{orderly} and {drake} at Bioinformatics London

Advertisement graphic for Bioinformatics London advertising the event about reproducibility.

REPRODUCIBILITY 4 LYFE (via Bioinformatics London’s Meetup page)

tl;dr

I spoke at the latest Bioinformatics London Meetup (event link, Twitter) about workflow reproducibility tools in R. I explained the benefits of Will Landau’s {drake} package for doing this.

Order, order

Rich FitzJohn opened proceedings with an excellent introduction to his {orderly} package (source) that is intended for ‘lightweight reproducible reporting’.

In short, the user declares inputs (anything, including things like SQL queries and CSV files) and artefacts (results) of their analysis. {orderly} loads what is declared, evaluates and runs what is necessary, and verifies that the declared artefacts are made. A bunch of metadata is stored alongside the analysis that can be used later to determine the source of any dependency changes.

I followed up with the basics of {drake}. My slides are in the following section.

We were also lucky to have a celebrity guest on the line: the creator of {drake}, Will Landau, who said some words about the package’s development and took questions. Will was also able to extend gratitude to Rich for having developed {remake}, a workflow manager for R that was a precursor to the development of {drake}.

Slides

You can open the slides in a dedicated tab (press P for presenter notes) or see the source. The slides introduce the idea of a workflow manager to improve reproducibility and how {drake} can fill that gap.

The second half of the presentation contains a small and simple demonstration of {drake} in action using R’s excellent built-in beaver-temperature datasets.

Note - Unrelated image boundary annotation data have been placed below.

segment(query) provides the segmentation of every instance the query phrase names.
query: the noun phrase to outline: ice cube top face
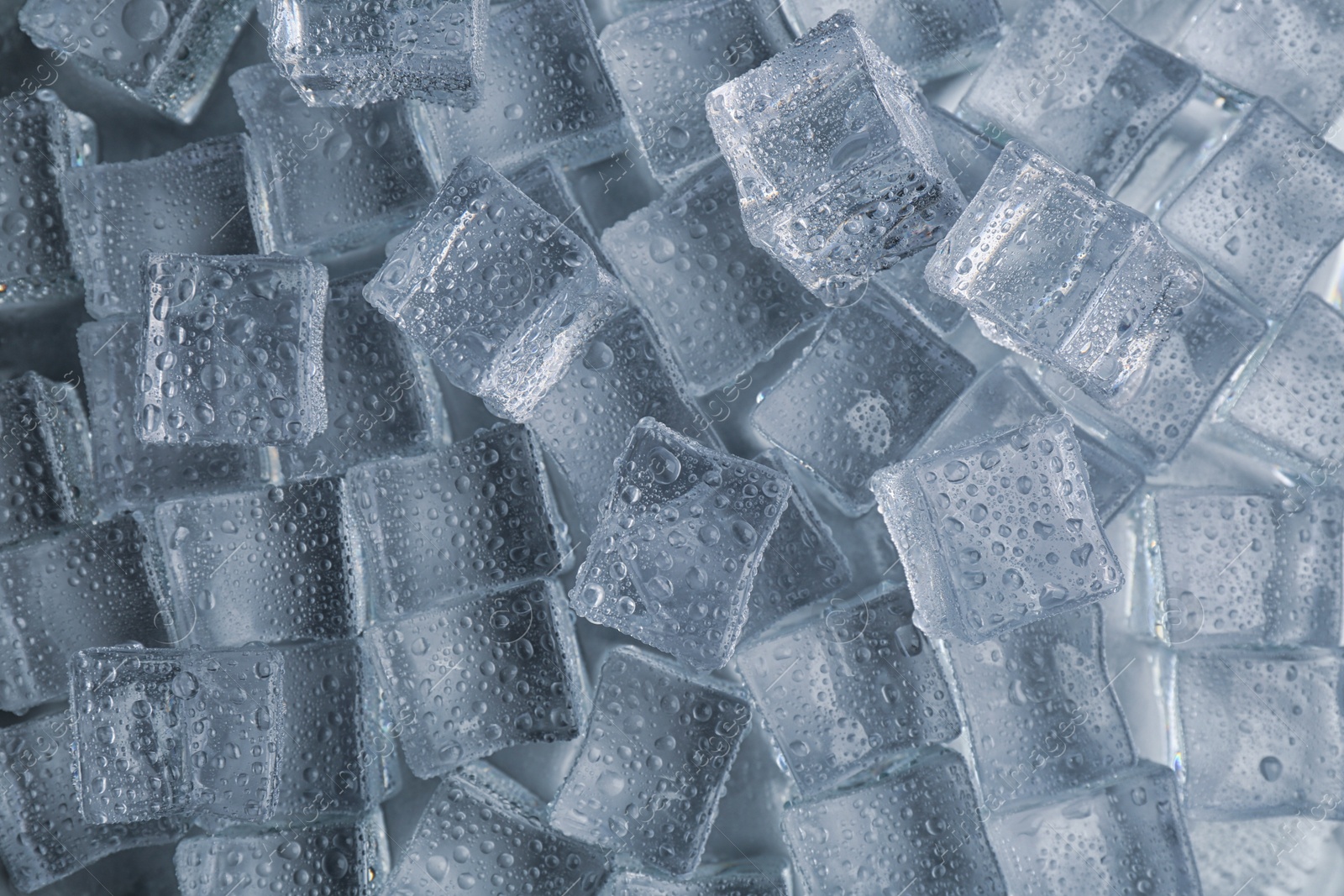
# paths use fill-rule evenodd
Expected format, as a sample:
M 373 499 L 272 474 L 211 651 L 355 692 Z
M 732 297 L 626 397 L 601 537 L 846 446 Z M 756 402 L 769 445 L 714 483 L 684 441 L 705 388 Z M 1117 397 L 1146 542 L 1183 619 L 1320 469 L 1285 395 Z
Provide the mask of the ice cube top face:
M 368 630 L 419 778 L 526 743 L 573 740 L 587 709 L 569 606 L 554 579 L 464 598 Z
M 39 0 L 19 24 L 181 124 L 191 124 L 251 13 L 245 0 Z
M 1337 650 L 1183 650 L 1172 701 L 1192 817 L 1344 815 Z
M 144 251 L 257 251 L 237 134 L 153 159 L 73 168 L 62 203 L 85 306 L 97 318 L 145 312 Z
M 798 791 L 835 789 L 961 721 L 903 587 L 823 603 L 738 652 L 738 672 Z
M 714 90 L 706 109 L 753 242 L 828 305 L 856 301 L 965 206 L 914 82 L 848 13 Z
M 1282 313 L 1344 238 L 1344 153 L 1259 99 L 1161 222 L 1246 298 Z
M 784 838 L 809 896 L 871 892 L 875 880 L 918 896 L 1001 896 L 966 764 L 934 748 L 857 789 L 784 810 Z
M 1175 774 L 1150 762 L 1047 805 L 992 814 L 988 829 L 1012 892 L 1200 892 Z
M 183 643 L 348 638 L 363 626 L 340 480 L 165 501 L 153 525 Z
M 792 43 L 757 0 L 667 4 L 607 26 L 602 58 L 655 177 L 673 184 L 714 156 L 704 95 Z
M 965 305 L 988 339 L 1098 398 L 1146 365 L 1172 309 L 1203 287 L 1199 269 L 1148 218 L 1016 141 L 925 275 L 935 293 Z
M 909 314 L 833 312 L 765 392 L 751 426 L 818 476 L 847 512 L 872 506 L 868 477 L 906 457 L 976 368 Z
M 144 442 L 306 445 L 327 429 L 327 269 L 305 258 L 149 255 Z
M 978 643 L 1124 584 L 1063 416 L 886 467 L 872 489 L 930 635 Z
M 1144 516 L 1152 627 L 1167 643 L 1340 646 L 1344 493 L 1171 488 Z
M 790 489 L 777 470 L 640 420 L 579 567 L 574 609 L 696 669 L 723 666 Z
M 1134 764 L 1129 727 L 1106 672 L 1101 607 L 1063 613 L 982 643 L 948 646 L 991 811 Z
M 601 850 L 564 837 L 465 775 L 449 775 L 379 892 L 421 896 L 488 880 L 500 892 L 594 896 L 605 877 Z
M 618 647 L 598 673 L 583 746 L 551 803 L 551 823 L 668 875 L 687 875 L 700 864 L 750 725 L 745 700 Z
M 1091 0 L 1039 0 L 980 70 L 957 114 L 1120 185 L 1199 85 L 1199 70 Z
M 485 0 L 281 0 L 270 55 L 312 106 L 417 97 L 470 107 L 485 77 Z
M 540 446 L 523 427 L 499 424 L 433 454 L 363 463 L 344 488 L 379 617 L 564 566 L 569 541 Z
M 765 360 L 824 310 L 751 244 L 722 163 L 609 227 L 602 243 L 696 395 Z
M 270 818 L 282 676 L 270 647 L 75 654 L 70 705 L 83 818 Z
M 434 193 L 399 102 L 313 109 L 270 64 L 228 86 L 247 125 L 247 192 L 263 253 L 341 253 L 406 228 Z
M 134 846 L 169 844 L 187 830 L 180 819 L 97 825 L 79 814 L 70 776 L 66 713 L 5 725 L 0 733 L 0 860 L 9 883 L 32 892 L 83 865 Z

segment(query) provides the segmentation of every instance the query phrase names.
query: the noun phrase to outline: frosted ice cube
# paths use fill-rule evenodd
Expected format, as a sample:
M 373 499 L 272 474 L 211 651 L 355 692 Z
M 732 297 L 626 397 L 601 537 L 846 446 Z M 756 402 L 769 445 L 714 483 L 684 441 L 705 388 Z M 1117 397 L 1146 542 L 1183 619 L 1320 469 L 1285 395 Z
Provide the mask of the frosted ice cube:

Bonus reproducibility: the {drake} analysis takes place in the slides themselves and is recreated from scratch when they’re regenerated. This is made possible by {xaringan}, Yihui Xie’s package for reproducible presentations.

I also created a single file containing the code that was run in the slides.

Click for the {drake} code.

# Reproducible workflows with {drake}
# Bioinformatics London Meetup, 2020-01-30
# This is a script file containing the code from the talk slides
# Source: github.com/matt-dray/drakebioinformatics
# Slides available here: matt-dray.github.io/drake-bioinformatics/

# Packages ----------------------------------------------------------------

# All available from CRAN with install.packages()
library(drake)
library(dplyr)
library(ggplot2)
library(rphylopic)  # get CC0 organism graphics

# Functions ---------------------------------------------------------------

# Simple beaver plot
b_plot <- function(data, image) {
  ggplot(data, aes(id, temp)) +
    geom_boxplot() +
    labs(title = "Beaver temperature") +
    add_phylopic(image)
}

# Simple beaver summary table
b_table <- function(data) {
  beavers_trim <- data %>% 
    group_by(id) %>% 
    summarise(
      mean = mean(temp), sd = sd(temp),
      min = min(temp, max = max(temp))
      ) %>% ungroup()
  return(beavers_trim)
}

# Plan --------------------------------------------------------------------

# Wrap analysis steps in drake_plan()

plan <- drake_plan(
  
  # 1. Wrangle data
  
  b1 = mutate(beaver1, id = "A"),  # built-in dataset
  b2 = mutate(beaver2, id = "B"),  # built-in dataset
  beavers = bind_rows(b1, b2),
  
  # 1. Get phylopic image
  
  uid = "be8670c2-a5bd-4b44-88e8-92f8b0c7f4c6",
  png = image_data(uid, size = "512")[[1]],
  
  # 3. Generate outputs
  # The .Rmd is avaiable from github.com/matt-dray/drake-bioinformatics
  
  plot = b_plot(beavers, png),
  table = b_table(beavers),
  report = rmarkdown::render(
    knitr_in("beavers-report.Rmd"),  # note knitr_in()
    output_file = file_out("beaver-report.html"),  # note file_out()
    quiet = TRUE
  )
  
)

# Make --------------------------------------------------------------------

drake::make(plan)  # executes the analysis steps in the plan

# Inspection --------------------------------------------------------------

# Get cached objects
cached()  # check what's in the cache
readd()  # return an object from the cache

# Create network graph
config <- drake_config(plan)  # make a configuration file for the plan
vis_drake_graph(config)  # build an interactive network graph using the config

# Make changes ------------------------------------------------------------

# Let's say something in your workflow changed. What is now out of date?

outdated()  # prints the targets that are out of date

vis_drake_graph(config)  # rebuild grpah to see impacted targets coloured black

drake::make(plan)  # re-make the plan!